The kids haul me up, and, covered in mud, we carry on, and thankfully, we soon reach the road. Phew. Onwards and upwards. We round the first bend feeling much better, quite proud of ourselves actually, and starting to have a few giggles over the state of us (especially me). Then we spot something on the side of the road, and the kids run over to it excitedly. It turns out to be the first badger we have ever seen! So exciting! Except that it’s dead. And its eyes have been pecked out by crows. It is clear that it has been hit by a car, but it is right next to a low section of crumbling dry stone wall, positioned as if it was almost able to get to it and into the field beyond, but not quite. And then the kids look over the wall and see the entrance to the den. What if there were baby badgers in there? The trauma.
After a makeshift wooden cross is lain beside the badger, I am able to convince them we should carry on. Let’s see what’s around the next bend. Hopefully something more cheerful.
Turns out to be a bubbling brook with two playful grey squirrels chasing each other along the banking. Then a small farmyard on the roadside with a ewe and newborn lamb in it. This is the first one we’ve seen and it evokes many oohs and ahhs from all of us. It is adorable!
We finally make it into the village and follow the signs to The Visitor Centre where we are meeting Dev. The kids practically knock him over in their eagerness to tell him everything we’ve seen on the last leg of our walk, and I obligingly turn around to display my muddy backside to illustrate their story of my fall. “I thought she broke her back!” says the little one.
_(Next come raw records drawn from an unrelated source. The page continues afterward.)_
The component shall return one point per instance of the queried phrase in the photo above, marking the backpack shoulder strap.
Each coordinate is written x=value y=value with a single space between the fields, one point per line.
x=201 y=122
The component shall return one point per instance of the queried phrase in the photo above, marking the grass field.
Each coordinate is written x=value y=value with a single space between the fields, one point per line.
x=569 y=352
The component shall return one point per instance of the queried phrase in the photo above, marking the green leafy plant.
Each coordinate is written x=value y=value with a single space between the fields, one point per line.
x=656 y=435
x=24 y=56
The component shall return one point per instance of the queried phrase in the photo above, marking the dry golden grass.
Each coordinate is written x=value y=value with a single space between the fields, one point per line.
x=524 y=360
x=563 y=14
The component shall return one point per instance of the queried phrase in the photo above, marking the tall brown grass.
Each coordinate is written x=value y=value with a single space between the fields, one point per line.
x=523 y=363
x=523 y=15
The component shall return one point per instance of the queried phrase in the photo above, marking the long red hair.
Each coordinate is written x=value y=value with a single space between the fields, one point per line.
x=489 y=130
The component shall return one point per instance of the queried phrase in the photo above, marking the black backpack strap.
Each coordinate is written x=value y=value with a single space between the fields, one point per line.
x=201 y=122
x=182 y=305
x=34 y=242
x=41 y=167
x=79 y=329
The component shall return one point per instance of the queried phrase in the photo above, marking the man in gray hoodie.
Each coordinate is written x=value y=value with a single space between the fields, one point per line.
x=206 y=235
We crack open the thermos for hot tea, which tastes so much better than it would have if we were sitting on the couch drinking it, and settle in for the drive home. The kids chatter and laugh about the walk, and even apologize to their father for whining. Because, of course, he was right. It is character building. And the more arduous the task, the more rewarding the successful completion. As I think back to many of the things we’ve done over the past few months, I am reminded of how much more pleasant a long car journey is if you’ve just worn everyone out with a five mile hike, or how much better a bed feels after a day of tramping around an unfamiliar city, how much sweeter the gelato after climbing a dusty mountain in 29 degree heat. It reminds me of why Aldous Huxley’s utopia fails in Brave New World; it is impossible to feel content unless you have experienced some discontent. And even if the discontent makes daddy want to give in, and never take all us whiners walking again, he should persevere. For the sake of our characters.